Tragically, they no longer have DEC to swipe from.

That said, I'm all for less homogeneity in computers, even if it is only happening thanks to Putin's paranoid isolationist policies.
 
It would have made more sense if the manufacturing plant was in Russia. Overpriced and slow but at least the entire production chain would be kept in country. The references I see say the actual production is done by TSMC.
 
Wouldn't it be weird if they produced cpus, in-house, that smeared the floor with intel and amd?

In one sense, they have. Elbrus is using a 90 nano-meter process so the die size must be enormous and the power consumption outrageous. It has the same transistor count as a quad core Phenom II built on 45 nm. Not having those two process shrinks would suggest quadrupling of both die size and power consumption. Working at all at 800 MHz is impressive.
 
I wonder how many of the x86 extensions it supports. MMX and SSE are pretty much essential. SSE2 would be very useful.
 
Tragically, they no longer have DEC to swipe from.

That said, I'm all for less homogeneity in computers, even if it is only happening thanks to Putin's paranoid isolationist policies.
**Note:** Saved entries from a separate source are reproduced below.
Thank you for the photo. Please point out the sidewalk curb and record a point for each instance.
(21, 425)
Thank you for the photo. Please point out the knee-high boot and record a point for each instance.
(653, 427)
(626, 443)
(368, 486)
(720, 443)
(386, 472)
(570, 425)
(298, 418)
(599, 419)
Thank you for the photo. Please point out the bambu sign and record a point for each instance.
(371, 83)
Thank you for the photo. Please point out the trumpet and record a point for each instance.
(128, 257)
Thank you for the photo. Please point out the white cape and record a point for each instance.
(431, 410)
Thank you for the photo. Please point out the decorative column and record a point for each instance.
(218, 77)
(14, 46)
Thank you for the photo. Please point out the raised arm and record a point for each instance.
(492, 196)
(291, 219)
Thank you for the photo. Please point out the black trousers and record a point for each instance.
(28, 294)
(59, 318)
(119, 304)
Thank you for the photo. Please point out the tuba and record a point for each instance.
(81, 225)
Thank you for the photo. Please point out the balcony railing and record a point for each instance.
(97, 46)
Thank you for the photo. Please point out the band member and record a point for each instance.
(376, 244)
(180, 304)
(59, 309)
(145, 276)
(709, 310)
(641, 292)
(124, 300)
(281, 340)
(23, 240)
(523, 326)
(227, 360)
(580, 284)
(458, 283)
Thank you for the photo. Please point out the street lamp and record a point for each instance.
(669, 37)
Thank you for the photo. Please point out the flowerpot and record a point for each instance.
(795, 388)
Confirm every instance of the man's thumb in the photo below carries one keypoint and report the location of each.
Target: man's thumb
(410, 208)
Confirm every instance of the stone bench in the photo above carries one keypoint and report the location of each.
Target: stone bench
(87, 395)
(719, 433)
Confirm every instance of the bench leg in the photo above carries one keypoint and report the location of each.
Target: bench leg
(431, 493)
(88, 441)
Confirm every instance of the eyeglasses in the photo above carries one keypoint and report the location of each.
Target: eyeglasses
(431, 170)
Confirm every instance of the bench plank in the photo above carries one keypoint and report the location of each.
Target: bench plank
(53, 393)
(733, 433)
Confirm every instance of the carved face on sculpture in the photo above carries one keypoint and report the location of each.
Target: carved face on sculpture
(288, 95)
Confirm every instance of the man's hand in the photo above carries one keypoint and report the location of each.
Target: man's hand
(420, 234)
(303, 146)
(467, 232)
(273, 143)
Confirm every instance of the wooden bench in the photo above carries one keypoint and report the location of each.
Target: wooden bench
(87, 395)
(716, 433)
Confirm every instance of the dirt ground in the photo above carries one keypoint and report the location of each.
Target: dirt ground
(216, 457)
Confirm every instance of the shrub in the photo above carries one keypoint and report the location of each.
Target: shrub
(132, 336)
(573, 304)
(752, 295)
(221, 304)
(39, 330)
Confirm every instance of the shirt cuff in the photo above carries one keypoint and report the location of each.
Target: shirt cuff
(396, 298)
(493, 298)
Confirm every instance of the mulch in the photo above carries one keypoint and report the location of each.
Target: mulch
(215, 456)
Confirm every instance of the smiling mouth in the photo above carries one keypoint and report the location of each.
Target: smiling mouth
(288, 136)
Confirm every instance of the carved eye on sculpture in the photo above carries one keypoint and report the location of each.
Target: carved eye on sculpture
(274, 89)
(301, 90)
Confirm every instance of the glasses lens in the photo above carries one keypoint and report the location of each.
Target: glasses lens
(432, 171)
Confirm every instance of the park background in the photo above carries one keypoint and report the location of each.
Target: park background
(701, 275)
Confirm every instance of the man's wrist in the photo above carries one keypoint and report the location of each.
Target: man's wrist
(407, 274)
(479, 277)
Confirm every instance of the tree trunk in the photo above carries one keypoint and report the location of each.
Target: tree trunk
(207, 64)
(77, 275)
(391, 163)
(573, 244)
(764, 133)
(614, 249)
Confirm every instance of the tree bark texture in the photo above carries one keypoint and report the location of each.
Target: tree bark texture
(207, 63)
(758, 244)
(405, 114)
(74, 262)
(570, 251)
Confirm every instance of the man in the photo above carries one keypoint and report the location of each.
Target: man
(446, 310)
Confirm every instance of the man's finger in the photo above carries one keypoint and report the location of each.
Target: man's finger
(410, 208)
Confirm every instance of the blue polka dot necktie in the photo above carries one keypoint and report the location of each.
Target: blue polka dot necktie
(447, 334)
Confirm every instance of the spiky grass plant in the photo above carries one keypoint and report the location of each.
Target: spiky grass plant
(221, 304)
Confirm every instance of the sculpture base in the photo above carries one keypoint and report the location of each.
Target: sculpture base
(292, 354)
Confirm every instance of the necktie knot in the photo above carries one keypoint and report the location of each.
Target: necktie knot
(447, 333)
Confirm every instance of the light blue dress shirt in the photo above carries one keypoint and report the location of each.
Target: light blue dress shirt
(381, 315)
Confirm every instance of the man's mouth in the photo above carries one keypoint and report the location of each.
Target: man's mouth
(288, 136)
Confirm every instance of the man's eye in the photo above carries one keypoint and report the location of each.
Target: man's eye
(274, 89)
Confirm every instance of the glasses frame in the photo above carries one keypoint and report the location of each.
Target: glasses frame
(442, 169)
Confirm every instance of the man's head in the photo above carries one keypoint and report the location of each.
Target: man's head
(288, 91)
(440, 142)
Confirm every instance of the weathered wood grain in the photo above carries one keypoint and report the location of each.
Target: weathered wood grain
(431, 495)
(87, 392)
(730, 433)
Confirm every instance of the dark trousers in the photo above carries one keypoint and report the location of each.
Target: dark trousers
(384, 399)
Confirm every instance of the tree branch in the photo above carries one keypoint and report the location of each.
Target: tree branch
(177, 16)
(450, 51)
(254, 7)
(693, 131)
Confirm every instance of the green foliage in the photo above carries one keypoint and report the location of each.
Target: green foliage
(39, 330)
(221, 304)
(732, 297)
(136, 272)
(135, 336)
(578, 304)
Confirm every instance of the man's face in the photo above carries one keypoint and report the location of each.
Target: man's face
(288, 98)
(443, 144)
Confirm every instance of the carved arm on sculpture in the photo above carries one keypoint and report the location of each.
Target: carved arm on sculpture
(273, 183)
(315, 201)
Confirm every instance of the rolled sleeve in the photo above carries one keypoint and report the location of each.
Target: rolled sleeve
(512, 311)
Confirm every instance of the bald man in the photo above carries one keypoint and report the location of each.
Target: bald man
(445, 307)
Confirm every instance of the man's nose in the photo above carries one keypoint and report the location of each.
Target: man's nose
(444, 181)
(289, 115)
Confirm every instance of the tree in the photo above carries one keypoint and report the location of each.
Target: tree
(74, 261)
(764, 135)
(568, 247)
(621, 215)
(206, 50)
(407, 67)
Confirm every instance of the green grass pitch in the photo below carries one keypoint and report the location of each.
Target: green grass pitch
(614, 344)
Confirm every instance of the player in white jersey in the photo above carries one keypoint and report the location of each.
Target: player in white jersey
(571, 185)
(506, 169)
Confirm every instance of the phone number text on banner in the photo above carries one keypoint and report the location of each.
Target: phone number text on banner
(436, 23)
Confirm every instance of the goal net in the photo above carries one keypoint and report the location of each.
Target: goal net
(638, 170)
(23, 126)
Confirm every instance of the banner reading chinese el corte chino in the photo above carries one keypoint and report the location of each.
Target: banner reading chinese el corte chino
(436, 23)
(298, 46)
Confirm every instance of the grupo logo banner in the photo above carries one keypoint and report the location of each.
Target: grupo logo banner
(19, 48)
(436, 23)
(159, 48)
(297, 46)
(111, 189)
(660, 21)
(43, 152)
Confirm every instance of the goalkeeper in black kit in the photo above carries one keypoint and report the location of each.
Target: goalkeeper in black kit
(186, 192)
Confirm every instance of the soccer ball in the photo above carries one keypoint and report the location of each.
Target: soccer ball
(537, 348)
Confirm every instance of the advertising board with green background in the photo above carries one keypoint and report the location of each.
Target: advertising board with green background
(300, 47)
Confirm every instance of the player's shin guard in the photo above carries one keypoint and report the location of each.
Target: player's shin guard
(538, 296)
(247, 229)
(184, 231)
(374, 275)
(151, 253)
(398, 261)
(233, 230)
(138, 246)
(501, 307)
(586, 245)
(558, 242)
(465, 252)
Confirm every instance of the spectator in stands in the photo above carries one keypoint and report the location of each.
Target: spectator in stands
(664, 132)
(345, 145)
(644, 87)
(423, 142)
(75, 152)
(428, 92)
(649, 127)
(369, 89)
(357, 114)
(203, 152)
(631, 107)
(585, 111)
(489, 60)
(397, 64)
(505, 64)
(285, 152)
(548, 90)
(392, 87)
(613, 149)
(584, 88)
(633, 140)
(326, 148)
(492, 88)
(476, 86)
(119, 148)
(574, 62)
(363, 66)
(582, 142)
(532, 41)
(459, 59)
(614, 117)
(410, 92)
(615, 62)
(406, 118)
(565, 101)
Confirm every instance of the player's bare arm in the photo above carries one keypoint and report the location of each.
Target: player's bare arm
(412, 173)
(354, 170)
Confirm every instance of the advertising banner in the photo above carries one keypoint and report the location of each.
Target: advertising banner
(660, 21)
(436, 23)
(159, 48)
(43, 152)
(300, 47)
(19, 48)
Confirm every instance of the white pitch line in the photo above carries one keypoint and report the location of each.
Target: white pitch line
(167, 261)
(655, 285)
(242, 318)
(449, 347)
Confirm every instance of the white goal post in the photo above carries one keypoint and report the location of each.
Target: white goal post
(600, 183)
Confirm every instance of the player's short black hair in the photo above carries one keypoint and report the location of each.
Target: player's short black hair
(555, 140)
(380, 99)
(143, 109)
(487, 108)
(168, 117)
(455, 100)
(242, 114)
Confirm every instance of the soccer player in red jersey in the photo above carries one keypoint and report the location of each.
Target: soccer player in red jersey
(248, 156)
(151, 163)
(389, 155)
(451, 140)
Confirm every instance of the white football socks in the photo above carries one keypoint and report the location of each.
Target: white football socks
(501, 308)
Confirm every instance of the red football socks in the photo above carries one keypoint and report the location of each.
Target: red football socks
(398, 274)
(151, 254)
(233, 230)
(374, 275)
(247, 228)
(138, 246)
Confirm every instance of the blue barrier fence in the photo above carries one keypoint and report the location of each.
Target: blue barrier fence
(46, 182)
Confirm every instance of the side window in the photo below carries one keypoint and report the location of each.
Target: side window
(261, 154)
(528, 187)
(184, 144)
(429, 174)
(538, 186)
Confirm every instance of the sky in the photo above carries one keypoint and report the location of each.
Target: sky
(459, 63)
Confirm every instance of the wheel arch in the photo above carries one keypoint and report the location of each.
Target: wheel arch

Hear, hear! This is good for everyone.

So the processor runs x86 under emulation: is it SPARC?
 
It may not be as bad as you think: see, for example, Transmeta Crusoe and Efficeon. Clock for clock, they were slower, but they also used substantially less power at the time.

For another example of VLIW that didn't suck, see Apollo PRISM, which HP cancelled after purchasing Apollo but used some aspects of in PA-RISC.
 
Strange. I wonder what the performance hit is. It was horrific for Itanium.

Itanium's hardware x86 was very bad.
The hybrid software JIT that Microsoft put in Windows was a lot better. Eg, an 1.5 GHz Itanium would perform about as well as a 1.5 GHz Xeon.
Which is actually better than Crusoe I suppose.

I guess a lot of it would depend on just how good the x86 emulation software is.